How does IncoherentInstances work?

Well this is quite complicated. Lets start with the ambiguous error:

    Ambiguous type variable `b0' in the constraint:
      (Arity b0) arising from a use of `arity'
    Probable fix: add a type signature that fixes these type variable(s)
    In the expression: arity foldr
    In an equation for `it': it = arity foldr

Normally, without overlapping instances, when attempting to match a type against a class, it will compare the type against all instances for that class. If there is exactly one match, it will use that instance. Overwise you will either get a no instance error (eg with show (*)), or an overlapping instances error. For example, if you remove the OverlappingInstances language feature from the above program, you will get this error with arity (&&):

    Overlapping instances for Arity (Bool -> Bool -> Bool)
      arising from a use of `arity'
    Matching instances:
      instance Arity f => Arity (a -> f)
        -- Defined at tmp/test.hs:9:10-36
      instance Arity x -- Defined at tmp/test.hs:12:10-16
    In the expression: arity (&&)
    In an equation for `it': it = arity (&&)

It matches Arity (a -> f), as a can be Bool and f can be Bool -> Bool. It also matches Arity x, as x can be Bool -> Bool -> Bool.

With OverlappingInstances, when faced with a situation when two or more instances can match, if there is a most specific one it will be chosen. An instance X is more specific than an instance Y if X could match Y, but not vice versa.

In this case, (a -> f) matches x, but x does not match (a -> f) (eg consider x being Int).
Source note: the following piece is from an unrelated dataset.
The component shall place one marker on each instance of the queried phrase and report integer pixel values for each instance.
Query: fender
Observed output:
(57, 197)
So Arity (a -> f) is more specific than Arity x, so if both match the former will be chosen.

Using these rules, arity (&&) will firstly match Arity ((->) a f), with a being Bool, and f being Bool -> Bool. The next match will have a being Bool and f being bool. Finally it will end matching Arity x, with x being Bool.

Note with the above function, (&&) result is a concrete type Bool. What happens though, when the type is not concrete? For example, lets look at the result of arity undefined. undefined has the type a, so it isn’t a concrete type:

    Ambiguous type variable `f0' in the constraint:
      (Arity f0) arising from a use of `arity'
    Probable fix: add a type signature that fixes these type variable(s)
    In the expression: arity undefined
    In an equation for `it': it = arity undefined

You get an abiguous type variable error, just like the one for foldr. Why does this happen? It is because depending on what a is, a different instance would be required. If a was Int, then the Arity x instance should be matched. If a was Int -> Int, then the Arity ((->) a f) instance should be matched. Due to this, ghc refuses to compile the program.

If you note the type of foldr: foldr :: forall a b. (a -> b -> b) -> b -> [a] -> b, you will notice the same problem: the result is not a concrete variable.

Here is where IncoherentInstances comes in: with that language feature enabled, it will ignore the above problem, and just choose an instance that will always match the variable. Eg with arity undefined, Arity x will always match a, so the result will be 0. A similar thing is done at for foldr.

Now for the second problem, why does arity $ \x y -> 3 return 0 when IncoherentInstaces is enabled?

This is very weird behaviour. This following ghci session will show how weird it is:

*Main> let f a b = 3
*Main> arity f
*Main> arity (\a b -> 3)

This leads me to think that there is a bug in ghc, where \a b -> 3 is seen by IncoherentInstances to have the type x instead of a -> b -> Int. I can’t think of any reason why those two expressions should not be exactly the same.